Saturday, 26 April 2014

The Last Storytellers of Cremone

I see them emerge 
from St John’s Wood underground:
the women of the bare feet,
the women of the crooked back,
the women of the shuffling step,
turbans huge as baskets
wrapped around their heads,
necks bent to the left as if listening
to the dreams of scuttling trains.

I follow them to their little room
just off Grove End Road.
They promise to tell one story
for each round of fabric 
that is unwound from their heads.
And as they talk, all that they have carried
falls onto the floor:
painted tea-pots, silver thimbles and spoons,
wedding dresses, candlesticks,
waistcoats and blankets sewn by hand.

We sit on the floor and laugh.
They strip the night from my eye.
They tell the story of the king of the wind.
They voice the jewels of my own wonder.
I ask them where their land lies.
I ask them why their heads are weighted down.
I ask them what they yearn for.

One story for each round.
But every piece of fabric they remove
must wind around my own head
as each tale I hear becomes my own.
I hear of the lost land of Cremone
and wonder how a country can be lost.

Each woman tells a different tale:
the trees grew too tall and toppled down, 
the borders stretched too thin and disappeared,
the people turned too proud and moved away.
I hear of a land that faded out of time.
I hear of a land now carried in the stories,
in the turbans, on the heads of these women.

One story for each round.
And when the night is through
I feel my own head
newly turbanned
filled with stories.
We are the women of the milky eye.
We are the women of the laughing teeth.
We are the women of the vanished land.
We are the last storytellers of Cremone.


  1. Hello - found you because of your blog being featured at NaPoWriMo 2014 today.

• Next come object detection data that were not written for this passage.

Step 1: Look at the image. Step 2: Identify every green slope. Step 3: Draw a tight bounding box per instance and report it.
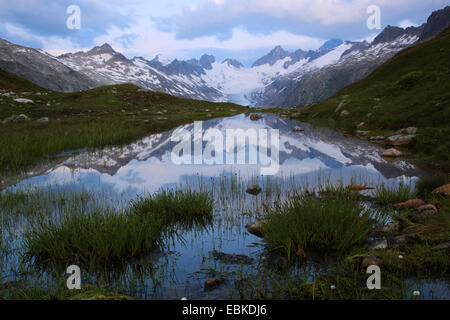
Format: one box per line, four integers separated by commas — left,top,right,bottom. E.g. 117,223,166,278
0,69,48,92
290,28,450,171
0,70,248,175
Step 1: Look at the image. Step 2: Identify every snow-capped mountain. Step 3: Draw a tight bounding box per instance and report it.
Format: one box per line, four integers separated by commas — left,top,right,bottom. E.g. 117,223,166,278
0,6,450,107
0,39,99,91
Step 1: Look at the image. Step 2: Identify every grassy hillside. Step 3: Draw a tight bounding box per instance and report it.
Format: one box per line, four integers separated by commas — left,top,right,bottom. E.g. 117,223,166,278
0,70,247,175
290,29,450,171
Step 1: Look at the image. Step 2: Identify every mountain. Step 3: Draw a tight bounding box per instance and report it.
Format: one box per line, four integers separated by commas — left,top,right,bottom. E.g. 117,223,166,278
0,7,450,107
252,46,289,68
253,6,450,107
291,27,450,172
317,39,344,52
0,39,99,92
57,44,225,101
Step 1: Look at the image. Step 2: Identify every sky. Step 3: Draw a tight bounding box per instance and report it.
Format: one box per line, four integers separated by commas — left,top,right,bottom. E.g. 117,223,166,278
0,0,450,65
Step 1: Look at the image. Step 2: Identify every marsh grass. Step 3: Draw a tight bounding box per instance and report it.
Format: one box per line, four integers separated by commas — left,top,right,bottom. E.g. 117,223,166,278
415,175,448,197
262,194,384,258
24,191,212,267
374,183,416,206
130,190,213,229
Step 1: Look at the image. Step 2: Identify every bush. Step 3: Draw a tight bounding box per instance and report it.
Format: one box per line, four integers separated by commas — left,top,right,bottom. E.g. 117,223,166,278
262,196,375,257
25,192,212,265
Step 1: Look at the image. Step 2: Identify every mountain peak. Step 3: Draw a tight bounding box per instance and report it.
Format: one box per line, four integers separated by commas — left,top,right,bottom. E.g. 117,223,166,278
88,43,116,54
317,39,344,52
200,54,216,70
252,46,289,68
222,59,244,69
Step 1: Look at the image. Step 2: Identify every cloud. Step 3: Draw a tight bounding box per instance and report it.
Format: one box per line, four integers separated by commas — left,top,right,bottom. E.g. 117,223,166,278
155,0,448,40
0,0,134,45
0,0,448,61
94,19,324,58
398,19,419,29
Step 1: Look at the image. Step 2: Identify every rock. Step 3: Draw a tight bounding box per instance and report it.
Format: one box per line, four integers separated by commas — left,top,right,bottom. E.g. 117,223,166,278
394,199,426,209
347,184,375,191
36,117,49,123
431,242,450,250
392,234,417,244
205,278,223,291
14,98,34,103
295,248,306,259
250,114,262,121
245,220,266,237
416,204,438,215
369,136,386,141
361,255,381,269
386,134,415,146
246,184,262,196
340,110,350,117
211,250,253,264
395,129,406,135
382,148,403,158
334,100,345,113
406,127,419,134
432,184,450,196
381,221,400,232
369,239,388,250
2,114,31,123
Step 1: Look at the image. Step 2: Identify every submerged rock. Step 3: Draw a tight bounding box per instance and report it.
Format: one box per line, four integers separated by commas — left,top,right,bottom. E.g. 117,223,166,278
36,117,49,123
392,234,417,244
250,114,262,121
432,184,450,196
211,250,253,264
245,220,266,237
361,255,381,269
205,278,224,291
416,204,438,215
382,148,403,158
386,134,416,146
246,184,262,196
369,136,386,141
406,127,419,134
381,221,400,232
2,114,31,123
341,110,350,117
369,239,388,250
394,199,426,209
295,248,307,259
432,242,450,250
347,184,375,191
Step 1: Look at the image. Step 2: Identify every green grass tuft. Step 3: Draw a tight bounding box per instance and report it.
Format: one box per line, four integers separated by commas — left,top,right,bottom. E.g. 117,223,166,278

    You employ language which while straightforward, is both compelling and inventive. Your pen carries through from first to last. I especially favor the final two lines of the first stanza. ~ M

    1. Hi grapeling! I'm really glad you visited my blog. Thanks so much for your lovely comment. Wishing you a hearty last few days of NaPoWriMo!

  2. Oh, I am so much happier now. Such beautiful use of language. I wonder as I always do when reading other's poetry about how much is natural voice and how much was skilled artifice. When in the first verse you shifted from iambs to dactyls (really more like //u than /uu; like a folk song), it was so sweetly done that I just shivered. In the third verse, the triplets of asks without waiting for replies is like the excitement of a child demanding more stories. I like all the repetition. I like the way that the last with four repetitions of We are the feels like three repetitions with a powerful apostrophe to the verse and to the poem. I love love love alliteration and there's such delicious alliteration here like tall trees that topple and silver spoons. And beautiful sonorous internal rhymes abound. This would be a fun poem to take apart for someone young that doesn't get yet that there's a lot more to poetic devices than a fixed foot and meter and rhyme scheme. This is like dancing. The shift of device throughout supports and enhances and celebrates the voice. It sounds like a story teller who sometimes drops to a whisper or sometimes speeds up or slows down and uses all of their artifice to pull us into the story. I was pulled into the story. Thanks. It was quite wonderful. I love language well done.

  3. Thank you so much, Patrick. I'm really glad you enjoyed the poem and the story too. Your comment has made my day!

  4. Oh! I almost forgot to mention how much I liked the story of the story: the mythic creatures from a mythic place initiating the subject into their art. Giant and epic in subject, yet small and personal in handling. Sweet that.